Could anybody tell me if a lump sum payment from an occupational pension in the UK is taxable here in Germany? The payment is free of tax in the UK.
Many thanks.


----------



## Your Europe

Unfortunately yes. If you spend more than six months a year in Germany, you may be considered a tax-resident there, which means that you have to pay tax to Germany on your total worldwide income - including UK pensions you receive from other EU countries. Only if you were employed in the public sector your pensions will usually be taxed in the UK. /SNIP/


----------



## Muggers

Your Europe said:


> Unfortunately yes. If you spend more than six months a year in Germany, you may be considered a tax-resident there, which means that you have to pay tax to Germany on your total worldwide income - including UK pensions you receive from other EU countries. Only if you were employed in the public sector your pensions will usually be taxed in the UK.


Thanks for that. I googled as you suggested, but the sites contain rather general information and refer back to German tax authorities.

May I ask your opinion on something? You said above that Public sector pensions are usually taxed in the UK. Does this mean that if such a pension has had a tax calculation applied to it by the UK authorities it does not need to be declared to the German authorities?

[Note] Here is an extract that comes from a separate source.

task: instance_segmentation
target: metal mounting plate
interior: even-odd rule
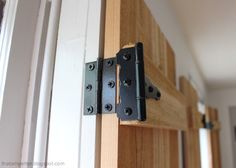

Does this apply to the lump sum also, which comes from the same pension?

Mine is a Post Office pension which, while not called a Public Sector pension before April 2012, may have become so after the government take over of Royal Mail Pensions at that date. The parliamentary notes describe the whole pension scheme as being "transferred to a new public sector scheme".

I am awaiting clarification from my pension provider on its current status. If it turns out to now be classed as a public sector pension, I would not wish to unnecessarily declare it to the German authorities, hence my request for your opinion. Thanks for any insight you may be able to give on this.


----------